I think there is no proof either way. I personally believe in God and am in fact Christian, but that is a personal choice based on faith and I have great respect for people who have chosen other faiths or who believe that there is no God.

This however is different. It can be shown that certain security measures actually are quite useful (sturdy, locked cockpit doors separating pilots and passengers for instance.) It can be shown that others are completely ineffective at their stated goals and seek only to avoid "donothingism" and fall into security theater




For purposes of keeping the discussion on topic, can we just assume dlikhten's comment is specifically about people whose belief in God is based on Pascal's wager, and not about believers in general?


Its a shame people down-voted this. This is exactly what I meant. I care not about existence vs non-existence but the way people treat it.


To be fair, it could be said the analogy falls a little flat if Pascal's Wager is almost invariably considered only as an ad hoc rationalisation for things people genuinely believe to be true.


I am in no way claiming the existence or non existence of god. However I am claiming that security measures are exactly like the belief in god (probably a correction is exactly like religions). It makes no difference if it's true.

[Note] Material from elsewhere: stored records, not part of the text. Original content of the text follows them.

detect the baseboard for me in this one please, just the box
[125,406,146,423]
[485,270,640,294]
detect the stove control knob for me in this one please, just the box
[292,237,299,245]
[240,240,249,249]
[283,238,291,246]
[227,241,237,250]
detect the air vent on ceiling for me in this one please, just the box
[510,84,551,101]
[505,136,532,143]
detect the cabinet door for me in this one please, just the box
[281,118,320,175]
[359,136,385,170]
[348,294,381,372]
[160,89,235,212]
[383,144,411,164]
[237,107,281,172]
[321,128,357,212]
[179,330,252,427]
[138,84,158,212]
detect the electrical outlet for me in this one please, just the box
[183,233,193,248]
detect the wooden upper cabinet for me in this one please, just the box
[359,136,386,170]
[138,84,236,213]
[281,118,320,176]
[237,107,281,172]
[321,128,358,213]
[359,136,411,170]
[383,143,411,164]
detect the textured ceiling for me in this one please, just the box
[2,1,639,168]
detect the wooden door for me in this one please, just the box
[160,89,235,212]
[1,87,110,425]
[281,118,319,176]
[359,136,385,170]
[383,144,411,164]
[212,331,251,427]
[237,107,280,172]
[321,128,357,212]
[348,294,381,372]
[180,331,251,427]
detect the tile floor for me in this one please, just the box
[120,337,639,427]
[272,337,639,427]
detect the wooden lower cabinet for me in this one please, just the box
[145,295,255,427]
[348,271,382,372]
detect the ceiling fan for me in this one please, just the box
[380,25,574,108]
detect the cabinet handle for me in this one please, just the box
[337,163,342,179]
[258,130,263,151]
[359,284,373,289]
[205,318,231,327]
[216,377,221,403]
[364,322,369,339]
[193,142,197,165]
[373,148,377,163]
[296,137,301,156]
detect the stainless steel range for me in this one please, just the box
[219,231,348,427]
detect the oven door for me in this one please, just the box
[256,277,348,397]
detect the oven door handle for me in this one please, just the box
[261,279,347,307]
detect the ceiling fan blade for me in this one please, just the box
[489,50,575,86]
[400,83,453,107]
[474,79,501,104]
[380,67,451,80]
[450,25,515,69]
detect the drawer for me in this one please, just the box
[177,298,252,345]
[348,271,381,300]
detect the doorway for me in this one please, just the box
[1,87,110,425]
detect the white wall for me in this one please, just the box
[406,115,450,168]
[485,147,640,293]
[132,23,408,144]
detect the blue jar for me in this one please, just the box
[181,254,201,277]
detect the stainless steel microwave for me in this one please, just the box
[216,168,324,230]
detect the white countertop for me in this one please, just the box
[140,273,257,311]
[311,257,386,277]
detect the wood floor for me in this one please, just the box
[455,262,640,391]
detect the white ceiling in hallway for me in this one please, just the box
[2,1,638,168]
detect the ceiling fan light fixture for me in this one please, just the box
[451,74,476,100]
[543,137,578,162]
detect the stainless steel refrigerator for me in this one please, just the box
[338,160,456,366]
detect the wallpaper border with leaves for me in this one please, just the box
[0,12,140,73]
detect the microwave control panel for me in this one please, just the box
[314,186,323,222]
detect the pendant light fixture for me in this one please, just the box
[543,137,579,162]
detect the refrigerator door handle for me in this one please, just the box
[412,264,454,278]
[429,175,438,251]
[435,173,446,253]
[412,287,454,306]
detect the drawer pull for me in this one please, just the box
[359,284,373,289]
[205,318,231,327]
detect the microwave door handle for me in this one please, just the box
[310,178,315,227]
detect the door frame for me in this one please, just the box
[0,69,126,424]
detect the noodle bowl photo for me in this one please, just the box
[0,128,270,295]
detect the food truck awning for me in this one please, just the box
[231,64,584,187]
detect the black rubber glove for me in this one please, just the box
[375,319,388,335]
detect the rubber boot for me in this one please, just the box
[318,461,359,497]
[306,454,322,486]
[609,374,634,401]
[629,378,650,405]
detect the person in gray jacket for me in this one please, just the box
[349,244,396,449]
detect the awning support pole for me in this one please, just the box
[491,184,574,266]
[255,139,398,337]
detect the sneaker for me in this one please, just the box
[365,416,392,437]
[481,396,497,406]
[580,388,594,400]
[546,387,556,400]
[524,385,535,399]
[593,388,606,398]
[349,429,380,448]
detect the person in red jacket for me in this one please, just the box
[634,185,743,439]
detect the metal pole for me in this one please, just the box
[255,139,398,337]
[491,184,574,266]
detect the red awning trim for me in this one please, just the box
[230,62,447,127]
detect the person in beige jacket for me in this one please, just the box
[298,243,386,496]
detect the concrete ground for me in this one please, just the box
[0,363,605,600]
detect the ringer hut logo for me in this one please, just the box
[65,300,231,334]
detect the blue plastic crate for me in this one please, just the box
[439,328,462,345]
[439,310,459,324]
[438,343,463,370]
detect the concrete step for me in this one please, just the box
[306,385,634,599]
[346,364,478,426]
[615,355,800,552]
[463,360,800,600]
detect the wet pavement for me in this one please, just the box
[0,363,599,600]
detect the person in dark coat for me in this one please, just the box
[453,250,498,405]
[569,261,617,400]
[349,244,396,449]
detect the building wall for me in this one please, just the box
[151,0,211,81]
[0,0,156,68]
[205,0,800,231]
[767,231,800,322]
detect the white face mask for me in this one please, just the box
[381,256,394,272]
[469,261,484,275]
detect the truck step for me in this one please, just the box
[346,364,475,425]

What evidence is there that supports the existence of a supernatural being?

No, I think the TSA and religion are quite similar.


>No, I think the TSA and religion are quite similar.

that's absolutely right. There is though a difference between a God and Organized Religion. For all we know Q is as God as any other and i do hope what he exists and enjoys the TNG on Netflix as much as i do :)


Remember that time that Q was forced to become human and was hunted down by that cloud entity for the horrors he inflicted on their culture? Yea... All hail Q.


Do you think atheists will go to hell?


> arguments both for an against the existence of God.

Arguments are one thing, evidence is something else.

> believe there is no God

That isn't what atheism is, or at least that isn't what most English-speaking people who describe themselves as atheist mean by it. Western atheists think the existence of any deities is unproven; it is not supported by the evidence.


That isn't what atheism is, or at least that isn't what most English-speaking people who describe themselves as atheist mean by it. Western atheists think the existence of any deities is unproven; it is not supported by the evidence.

That's not atheism, that's agnosticism.


Ponder the following: I'm agnostic in the same way I'm 'agnostic' about the existence of unicorns.


Agnosticism is a faith claim: It's claiming that we can never know anything about a deity.

I'm an atheist. I say the existence of a deity is both unproven and highly unlikely given the current evidence.


.. and until the time that it is otherwise proven, an atheist doesn't believe in a deity.


There is of course, a huge difference between not believing in something and believing that it must not be.